Más allá del vacío y cuando despertamos a nuestra realidad cotidiana, Sábato nos descubre en la muerte de su mujer Matilde un amor profundo. Nos comenta que postrada durante largos años y enferma, en sus años finales, desolada por la enfermedad es cuando más profundamente la quiso. La muerte también de su hijo, despierta en él de una forma acuciante la pregunta por Dios.

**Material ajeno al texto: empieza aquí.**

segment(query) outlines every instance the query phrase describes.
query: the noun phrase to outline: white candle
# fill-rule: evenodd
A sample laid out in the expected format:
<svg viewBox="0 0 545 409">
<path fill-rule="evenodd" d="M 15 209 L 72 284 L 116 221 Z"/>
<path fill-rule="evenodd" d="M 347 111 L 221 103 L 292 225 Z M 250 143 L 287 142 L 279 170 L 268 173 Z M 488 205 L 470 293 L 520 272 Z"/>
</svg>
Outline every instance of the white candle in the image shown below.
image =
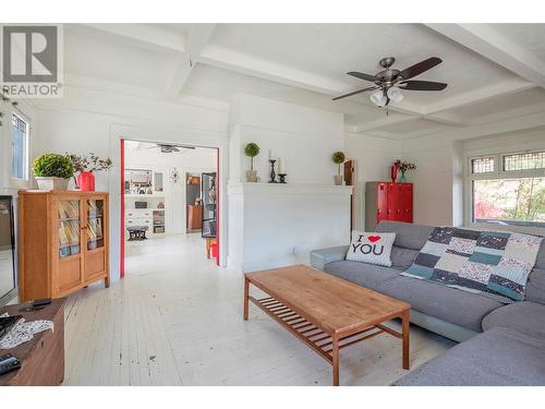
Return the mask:
<svg viewBox="0 0 545 409">
<path fill-rule="evenodd" d="M 283 158 L 278 158 L 278 172 L 286 173 L 286 164 L 283 163 Z"/>
</svg>

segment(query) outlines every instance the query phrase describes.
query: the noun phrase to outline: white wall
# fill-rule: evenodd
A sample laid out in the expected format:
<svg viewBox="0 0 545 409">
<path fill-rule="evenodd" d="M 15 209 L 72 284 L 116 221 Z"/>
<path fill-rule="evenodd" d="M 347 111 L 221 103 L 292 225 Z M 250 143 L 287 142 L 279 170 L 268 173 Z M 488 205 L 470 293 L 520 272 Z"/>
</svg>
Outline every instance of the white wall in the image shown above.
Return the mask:
<svg viewBox="0 0 545 409">
<path fill-rule="evenodd" d="M 414 182 L 414 222 L 468 225 L 467 157 L 530 148 L 545 148 L 544 131 L 467 139 L 431 135 L 402 141 L 401 157 L 417 167 L 409 173 L 409 180 Z"/>
<path fill-rule="evenodd" d="M 173 183 L 169 178 L 174 167 L 181 177 L 178 183 Z M 146 151 L 126 149 L 125 168 L 150 169 L 162 172 L 164 192 L 161 194 L 165 195 L 166 232 L 167 234 L 185 233 L 185 173 L 215 172 L 216 149 L 185 149 L 172 154 L 161 154 L 156 148 Z"/>
<path fill-rule="evenodd" d="M 348 243 L 350 188 L 335 187 L 331 154 L 343 149 L 340 113 L 238 95 L 229 132 L 229 266 L 254 270 L 308 263 L 308 251 Z M 249 142 L 261 147 L 264 183 L 243 183 Z M 288 184 L 269 184 L 269 149 L 286 160 Z"/>
<path fill-rule="evenodd" d="M 269 149 L 274 149 L 284 159 L 289 183 L 334 183 L 331 154 L 343 149 L 342 113 L 237 95 L 229 127 L 230 182 L 245 180 L 250 159 L 243 148 L 255 142 L 261 147 L 255 169 L 262 182 L 269 180 Z"/>
<path fill-rule="evenodd" d="M 230 267 L 243 272 L 308 264 L 315 249 L 349 244 L 350 187 L 229 185 Z"/>
</svg>

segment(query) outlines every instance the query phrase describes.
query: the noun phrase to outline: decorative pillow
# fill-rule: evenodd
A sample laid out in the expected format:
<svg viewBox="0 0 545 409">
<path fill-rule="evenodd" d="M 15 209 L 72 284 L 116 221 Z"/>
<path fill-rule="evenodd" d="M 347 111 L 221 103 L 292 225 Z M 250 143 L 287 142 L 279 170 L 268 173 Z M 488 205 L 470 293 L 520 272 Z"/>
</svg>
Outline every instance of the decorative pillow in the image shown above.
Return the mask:
<svg viewBox="0 0 545 409">
<path fill-rule="evenodd" d="M 352 231 L 352 243 L 347 260 L 367 264 L 391 266 L 391 246 L 396 233 Z"/>
<path fill-rule="evenodd" d="M 504 254 L 489 276 L 488 290 L 517 301 L 524 300 L 528 277 L 535 265 L 542 241 L 538 236 L 510 234 L 504 244 Z"/>
</svg>

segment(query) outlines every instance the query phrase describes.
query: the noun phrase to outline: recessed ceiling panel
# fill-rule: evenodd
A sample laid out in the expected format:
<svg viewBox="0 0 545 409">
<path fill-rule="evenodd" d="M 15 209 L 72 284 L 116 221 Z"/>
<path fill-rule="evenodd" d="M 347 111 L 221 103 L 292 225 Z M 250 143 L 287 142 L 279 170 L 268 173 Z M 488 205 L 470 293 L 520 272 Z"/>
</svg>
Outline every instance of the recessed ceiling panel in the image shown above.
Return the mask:
<svg viewBox="0 0 545 409">
<path fill-rule="evenodd" d="M 346 73 L 375 74 L 383 57 L 396 57 L 393 67 L 402 70 L 436 56 L 444 62 L 417 79 L 447 82 L 449 86 L 441 92 L 405 93 L 408 101 L 424 105 L 513 77 L 504 68 L 420 24 L 220 24 L 210 43 L 343 81 L 355 88 L 370 83 Z"/>
<path fill-rule="evenodd" d="M 516 94 L 485 99 L 462 108 L 452 109 L 449 112 L 456 113 L 462 118 L 474 119 L 535 104 L 545 104 L 545 89 L 532 88 Z"/>
<path fill-rule="evenodd" d="M 491 26 L 538 60 L 545 61 L 545 24 L 491 24 Z"/>
</svg>

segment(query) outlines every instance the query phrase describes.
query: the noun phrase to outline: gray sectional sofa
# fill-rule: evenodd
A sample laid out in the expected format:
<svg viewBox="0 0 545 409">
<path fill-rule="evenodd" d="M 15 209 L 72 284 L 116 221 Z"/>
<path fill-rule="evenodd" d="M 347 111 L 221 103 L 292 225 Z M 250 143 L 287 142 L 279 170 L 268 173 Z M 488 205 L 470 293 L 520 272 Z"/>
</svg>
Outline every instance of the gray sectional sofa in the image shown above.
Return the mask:
<svg viewBox="0 0 545 409">
<path fill-rule="evenodd" d="M 376 231 L 396 232 L 391 267 L 347 261 L 348 246 L 315 250 L 311 264 L 411 303 L 412 323 L 461 342 L 396 385 L 545 385 L 545 244 L 530 275 L 525 300 L 505 305 L 399 275 L 432 230 L 399 221 L 379 224 Z"/>
</svg>

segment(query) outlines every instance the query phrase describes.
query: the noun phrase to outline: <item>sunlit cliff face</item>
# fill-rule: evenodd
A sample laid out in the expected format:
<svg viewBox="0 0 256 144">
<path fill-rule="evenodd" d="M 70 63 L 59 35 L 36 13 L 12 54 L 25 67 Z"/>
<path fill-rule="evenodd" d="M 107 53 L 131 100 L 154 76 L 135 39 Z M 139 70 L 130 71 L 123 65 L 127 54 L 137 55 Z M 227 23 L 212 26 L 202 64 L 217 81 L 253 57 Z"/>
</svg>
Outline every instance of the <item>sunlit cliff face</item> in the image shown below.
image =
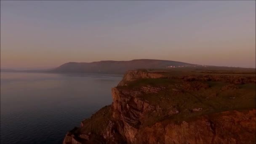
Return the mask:
<svg viewBox="0 0 256 144">
<path fill-rule="evenodd" d="M 255 67 L 255 1 L 1 2 L 1 66 L 150 59 Z"/>
</svg>

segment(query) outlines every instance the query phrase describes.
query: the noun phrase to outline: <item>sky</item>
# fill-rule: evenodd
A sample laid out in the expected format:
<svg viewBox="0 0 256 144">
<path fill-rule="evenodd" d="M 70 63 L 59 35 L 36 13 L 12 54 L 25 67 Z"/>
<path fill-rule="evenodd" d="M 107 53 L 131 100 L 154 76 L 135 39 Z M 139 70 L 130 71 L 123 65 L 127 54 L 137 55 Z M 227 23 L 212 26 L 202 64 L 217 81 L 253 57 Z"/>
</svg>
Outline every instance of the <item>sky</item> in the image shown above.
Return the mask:
<svg viewBox="0 0 256 144">
<path fill-rule="evenodd" d="M 255 3 L 1 0 L 1 68 L 141 59 L 255 67 Z"/>
</svg>

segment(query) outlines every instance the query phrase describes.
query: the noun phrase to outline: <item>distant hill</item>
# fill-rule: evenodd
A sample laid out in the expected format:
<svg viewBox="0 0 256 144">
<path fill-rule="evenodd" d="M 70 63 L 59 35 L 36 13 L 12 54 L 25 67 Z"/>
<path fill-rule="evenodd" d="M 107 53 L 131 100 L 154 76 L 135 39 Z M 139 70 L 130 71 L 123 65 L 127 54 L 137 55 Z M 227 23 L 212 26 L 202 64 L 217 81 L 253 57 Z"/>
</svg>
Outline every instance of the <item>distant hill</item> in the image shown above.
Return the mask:
<svg viewBox="0 0 256 144">
<path fill-rule="evenodd" d="M 50 71 L 53 72 L 101 73 L 124 74 L 137 69 L 161 69 L 169 66 L 193 66 L 196 64 L 172 61 L 134 59 L 128 61 L 102 61 L 86 62 L 68 62 Z"/>
</svg>

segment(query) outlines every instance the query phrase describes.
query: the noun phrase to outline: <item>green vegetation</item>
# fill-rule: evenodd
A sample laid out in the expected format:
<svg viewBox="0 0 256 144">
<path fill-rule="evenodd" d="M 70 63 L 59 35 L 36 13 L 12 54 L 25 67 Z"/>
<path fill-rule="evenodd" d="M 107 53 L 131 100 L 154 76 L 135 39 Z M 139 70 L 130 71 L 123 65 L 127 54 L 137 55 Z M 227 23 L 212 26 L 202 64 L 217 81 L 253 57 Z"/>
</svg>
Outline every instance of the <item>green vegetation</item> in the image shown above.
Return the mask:
<svg viewBox="0 0 256 144">
<path fill-rule="evenodd" d="M 160 121 L 168 120 L 181 123 L 202 115 L 255 108 L 256 87 L 255 82 L 253 82 L 255 79 L 254 69 L 239 71 L 221 70 L 170 70 L 163 72 L 158 69 L 156 72 L 163 72 L 163 78 L 127 82 L 127 86 L 120 88 L 131 90 L 139 90 L 142 86 L 147 86 L 165 88 L 157 93 L 145 93 L 139 96 L 161 109 L 147 114 L 147 118 L 142 123 L 142 127 L 151 125 Z M 191 76 L 195 77 L 195 80 L 189 80 L 189 78 L 186 80 L 183 78 Z M 210 78 L 207 79 L 208 77 Z M 205 78 L 207 80 L 204 80 Z M 249 80 L 241 82 L 241 80 L 246 79 Z M 251 79 L 253 80 L 250 81 Z M 193 111 L 193 109 L 198 108 L 202 109 Z M 173 109 L 178 111 L 179 113 L 170 115 Z"/>
</svg>

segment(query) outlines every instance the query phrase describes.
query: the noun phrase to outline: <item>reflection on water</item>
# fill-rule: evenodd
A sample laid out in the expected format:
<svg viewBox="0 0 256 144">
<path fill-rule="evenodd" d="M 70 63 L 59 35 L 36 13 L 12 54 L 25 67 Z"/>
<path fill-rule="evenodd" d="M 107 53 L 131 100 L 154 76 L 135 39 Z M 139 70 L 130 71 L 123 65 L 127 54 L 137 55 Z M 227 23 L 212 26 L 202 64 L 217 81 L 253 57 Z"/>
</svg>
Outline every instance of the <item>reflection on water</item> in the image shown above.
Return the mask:
<svg viewBox="0 0 256 144">
<path fill-rule="evenodd" d="M 1 72 L 1 144 L 61 144 L 111 104 L 120 75 Z"/>
</svg>

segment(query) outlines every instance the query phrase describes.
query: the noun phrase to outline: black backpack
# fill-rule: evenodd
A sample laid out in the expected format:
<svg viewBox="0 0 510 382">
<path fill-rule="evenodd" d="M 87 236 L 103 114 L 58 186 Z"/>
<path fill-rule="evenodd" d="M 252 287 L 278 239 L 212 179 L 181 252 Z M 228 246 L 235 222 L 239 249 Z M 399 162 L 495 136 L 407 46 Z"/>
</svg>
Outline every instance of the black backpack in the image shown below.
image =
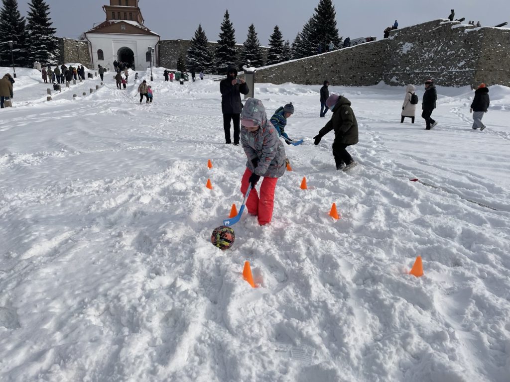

Un Dios cuya existencia o cuya bondad son salpicados por el propio dolor: ¿cómo mantener la fe, cómo no dudar cuando se muere un chiquillo de hambre, o en medio de grandes dolores, de leucemia o meningitis, o cuando un jubilado se ahorca porque está solo, viejo, hambriento y sin nadie?
Pero a la vez que se hace estas preguntas, que posiblemente nos hemos realizado todos, es la postura de quien no quiere engañarse a sí mismo, es la actitud de buscar la luz para su vida y no dar la espalda a lo fundamental que ayudará a buscar la verdad en sí mismo: “Tú amas la verdad en lo íntimo del ser” (Sal. 50, 8). Dios es ardientemente deseado y la garantía de una realidad mejor, de inmortalidad, de un Padre compasivo y amoroso. Nos dice Sábato, no buscaba a Dios como una afirmación o una negación, sino como a una persona que me salvara, que me llevara de la mano como a un niño que sufre.
El autor se define como un anarquista cristiano, anarquista en no reconocer ninguna objetividad, ningún sistema como absoluto. Y cristiano, por ocupar su corazón la humanidad del Jesús del madero, siempre sufriente en su cruz. En una entrevista comentaba que el corazón del hombre es el que acusa los grandes misterios, el amor, la amistad, el bien, el mal, y esa soledad en la que finalmente todos nos encontramos. Si hay alguna apertura posible, ésta se encuentra en nuestra propia alma, donde percibimos la condición trágica de nuestra existencia, como nos enseñaba nuestro querido Miguel de Unamuno.
Ernesto Sábato, habla de un Dios en cuya fe no se ha podido mantener del todo, de un Dios entre la niebla de la existencia, al final del libro comenta: Yo oscilo entre la desesperación y la esperanza, que es la que siempre prevalece (…). Por la persistencia de ese sentimiento tan profundo como disparatado, ajeno a toda lógica -¡qué desdichado el hombre que solo cuenta con la razón!-, nos salvamos, una y otra vez.